Под тенью акации на скамейке сидел Андриан, поджидал меня. Я опустился рядом, вытянул ноги. В акации верещали воробьи. Сотни их слетались сюда каждый вечер и примерно с полчаса неистово вопили, обсуждая итоги дня. Затем разлетались, и акация стояла тихая, пустая, и долго еще темно-зеленые ее ветки дрожали в полном безветрии. Чего не хватало в городе, так это живности — шипения гусей, кряканья уток, цоканья копыт, всех звуков живого. До войны даже на новгородских улицах ходили козы, а в Руссе и тем более.

Андриан уверял меня, что вскоре в малых городах заведут животных. Люди понимают, что животные нужны человеку не только для еды — они помогают человеку быть человеком.

Зимою будут прибегать в городской парк к кормушкам зайцы, лоси, лисицы, весною на реке под мостом будут отдыхать дикие утки, по городу будут расхаживать журавли, ежи, барсуки, дикие козы.

Маленькие города ближе к природе, в них много неба, земли, в них камень не удручает, а радует. Они уютны, они соразмерны человеку. Такой город можно обойти ногами, добраться пешком в любой конец, в нем не испытываешь чувства ничтожности, заброшенности, которое появляется у человека среди бесчисленной толпы, текущей между железобетонных громад, уходящих вверх и вдаль.

Слушая его, я думал о том, что в маленьком городе легче быть философом. Наверное, и легче стать. Меньше всякого рода искушений, отвлечений. Мысли в голове, они заводятся от скуки, как говорил Андриан.

Мемориал Достоевского — это всего лишь несколько улочек и переулков, это участок с квадратный километр, окруженный быстро растущим городом с современными, известными в стране заводами, с новыми благоустроенными корпусами курорта. Это город со всеми его благами — с канализацией, водопроводом, газом, паровым отоплением. От сонного захолустья почти ничего не осталось, да и мемориал тоже, если судить строго, не схож с тем, что было при Достоевском.

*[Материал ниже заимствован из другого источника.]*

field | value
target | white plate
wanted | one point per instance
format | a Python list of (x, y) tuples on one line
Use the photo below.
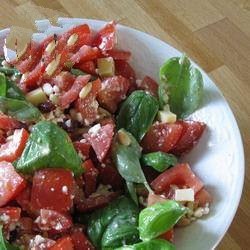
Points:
[(218, 159)]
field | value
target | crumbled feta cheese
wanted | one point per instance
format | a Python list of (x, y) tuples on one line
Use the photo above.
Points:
[(186, 194), (94, 130)]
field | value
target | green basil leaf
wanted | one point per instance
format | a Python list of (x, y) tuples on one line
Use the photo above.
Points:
[(160, 161), (3, 85), (184, 83), (9, 71), (132, 191), (19, 109), (49, 146), (159, 218), (158, 244), (5, 245), (126, 158), (114, 225), (137, 113)]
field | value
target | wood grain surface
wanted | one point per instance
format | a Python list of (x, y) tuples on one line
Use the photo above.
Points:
[(214, 33)]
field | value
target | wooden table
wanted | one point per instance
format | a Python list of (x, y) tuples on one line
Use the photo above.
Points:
[(216, 34)]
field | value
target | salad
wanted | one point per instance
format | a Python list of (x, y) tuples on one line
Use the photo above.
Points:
[(90, 155)]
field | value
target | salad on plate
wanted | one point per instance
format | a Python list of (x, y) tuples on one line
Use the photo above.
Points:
[(90, 155)]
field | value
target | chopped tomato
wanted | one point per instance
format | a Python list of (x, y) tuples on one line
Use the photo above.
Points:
[(83, 148), (109, 175), (9, 123), (9, 214), (88, 106), (53, 221), (13, 149), (162, 137), (88, 67), (85, 53), (124, 69), (192, 131), (64, 80), (106, 37), (98, 201), (112, 92), (150, 85), (80, 241), (119, 54), (90, 177), (64, 243), (72, 94), (203, 197), (169, 235), (180, 175), (11, 183), (53, 189), (101, 140)]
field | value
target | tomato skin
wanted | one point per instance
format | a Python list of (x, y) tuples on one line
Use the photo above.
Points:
[(11, 183), (13, 149), (72, 94), (64, 80), (106, 37), (90, 177), (162, 137), (101, 140), (150, 85), (123, 68), (83, 148), (118, 54), (180, 175), (203, 197), (80, 241), (88, 106), (52, 189), (192, 131), (53, 221), (9, 123), (113, 91), (64, 243), (88, 67), (14, 214)]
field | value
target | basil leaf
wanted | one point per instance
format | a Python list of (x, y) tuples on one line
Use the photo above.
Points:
[(21, 110), (185, 85), (126, 158), (3, 84), (49, 146), (4, 245), (160, 161), (158, 244), (132, 191), (114, 225), (137, 113), (159, 218), (9, 71)]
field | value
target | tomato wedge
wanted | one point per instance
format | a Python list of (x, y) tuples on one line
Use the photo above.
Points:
[(106, 37), (192, 131), (13, 149), (9, 123), (101, 139), (53, 221), (80, 241), (112, 92), (53, 189), (11, 183), (64, 243), (180, 175), (90, 177), (72, 94), (162, 137)]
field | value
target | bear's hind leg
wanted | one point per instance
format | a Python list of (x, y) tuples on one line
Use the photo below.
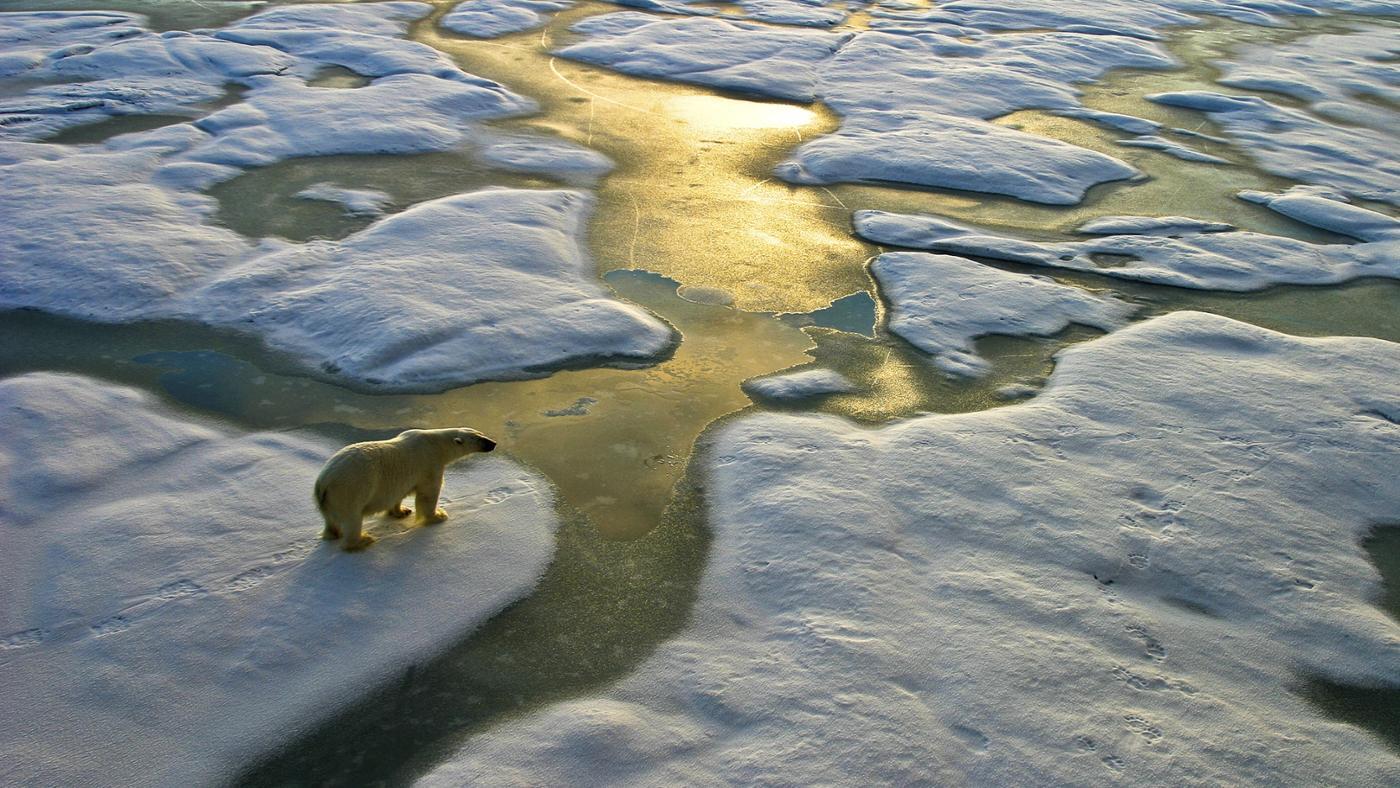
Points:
[(354, 539), (424, 498), (331, 531)]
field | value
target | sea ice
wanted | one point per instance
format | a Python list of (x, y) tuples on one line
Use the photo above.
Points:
[(805, 13), (167, 610), (493, 18), (480, 286), (119, 231), (1172, 147), (913, 105), (952, 153), (731, 55), (1201, 256), (1299, 146), (800, 385), (941, 304), (356, 202), (1124, 578)]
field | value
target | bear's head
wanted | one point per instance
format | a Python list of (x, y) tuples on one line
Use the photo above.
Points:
[(469, 441)]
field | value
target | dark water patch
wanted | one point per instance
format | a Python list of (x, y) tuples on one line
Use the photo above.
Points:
[(1372, 708), (1376, 708), (114, 126), (1382, 546), (854, 314), (599, 610)]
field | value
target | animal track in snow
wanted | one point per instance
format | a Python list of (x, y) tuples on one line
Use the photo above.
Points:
[(497, 494), (24, 638), (248, 578), (111, 626), (1143, 727), (970, 736), (179, 589), (1151, 647)]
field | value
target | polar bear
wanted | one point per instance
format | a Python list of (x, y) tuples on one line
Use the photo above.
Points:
[(375, 476)]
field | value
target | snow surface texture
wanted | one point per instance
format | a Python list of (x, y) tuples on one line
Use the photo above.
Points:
[(1140, 18), (913, 105), (164, 578), (119, 233), (1346, 139), (798, 385), (1299, 146), (941, 304), (493, 18), (1119, 580), (486, 284), (1185, 256), (356, 202)]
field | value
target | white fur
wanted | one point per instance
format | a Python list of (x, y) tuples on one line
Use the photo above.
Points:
[(375, 476)]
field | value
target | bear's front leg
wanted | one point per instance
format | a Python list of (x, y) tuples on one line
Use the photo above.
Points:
[(424, 498)]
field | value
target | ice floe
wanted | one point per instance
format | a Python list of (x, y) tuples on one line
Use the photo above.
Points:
[(1140, 18), (1172, 147), (487, 284), (800, 385), (1123, 578), (121, 231), (1299, 146), (1178, 252), (731, 55), (952, 153), (1351, 77), (167, 610), (480, 286), (941, 304), (913, 105)]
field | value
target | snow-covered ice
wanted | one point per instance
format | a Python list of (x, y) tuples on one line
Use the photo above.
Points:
[(731, 55), (951, 153), (121, 231), (804, 13), (800, 385), (1140, 18), (1351, 77), (1297, 144), (487, 284), (913, 105), (493, 18), (941, 304), (167, 609), (1123, 578), (480, 286), (1199, 256)]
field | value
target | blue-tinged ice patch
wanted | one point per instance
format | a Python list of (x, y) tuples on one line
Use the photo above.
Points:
[(164, 578), (1179, 252), (1122, 578)]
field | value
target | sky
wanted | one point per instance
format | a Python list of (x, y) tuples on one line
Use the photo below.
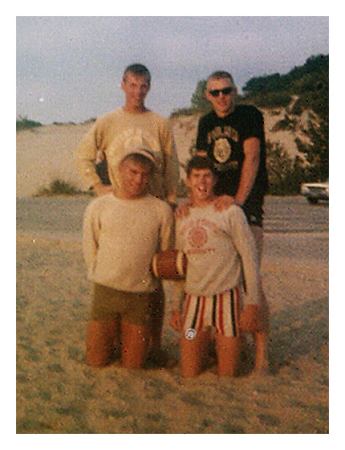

Но прошлое хоть как-то можно здесь представить. Хотя бы довоенное, знакомое мне; оно еле слышной мелодией возникало в этих проулках.

…Каждый вечер с курорта неслась музыка. Приезжал оркестр Ленинградской филармонии, и летние вечера были пронизаны музыкой. Русса разделилась на курорт и город. Курорт — это был парк, неторопливое кружение взрослых, шум фонтанов, купальни, а город — это рыночная площадь, базар, стук пролеток, редкие автомобили…

Центр — это каменные дома, а подальше, к Ильинской улице, двухэтажные деревянные. Но не деревенские, нет, это дома-дачи с парадными, башенками, балкончиками, изукрашенные, в тени деревьев, обязательно с садом, а в саду беседка.

Во времена нэпа открылись рестораны, знаменитый тогда ресторан «Вена» с цыганами, множество лавочек, магазинчиков, лотков, павильонов, а Андриан тогда вместе с Георгием Ивановичем бегали в школу до поздней осени босиком. В тридцатые годы заработал как следует литейно-механический завод в центре города, куда поступил отец Андриана.

Были бандиты-гастролеры из Ленинграда, и был их гроза — знаменитый на весь город милиционер Козловский.

А в домах были залы, крашеные дощатые полы, устланные ткаными полосатыми половиками. Варили варенье в медных тазах, мололи ячменный кофе, зачитывались Пантелеймоном Романовым, Малашкиным, Мариенгофом. Пели граммофоны: Изабелла Юрьева, Козин, молодой Утесов. На вечеринках еще распевали «Кирпичики», «У самовара», «Караван», на демонстрациях пели «Все выше», «Смело, товарищи…», в клубе приезжие ленинградцы показывали модные танцы: вальс-бостон, румбу. Пионеры шагали по главным улицам под барабан, красный галстук был нашей заветной мечтой, а комсомольцы в юнгштурмовках, с ремнем через плечо казались недостижимо прекрасными. К дальним улицам тянули электроосвещение, стояли очереди за керосином, за калошами, за мылом.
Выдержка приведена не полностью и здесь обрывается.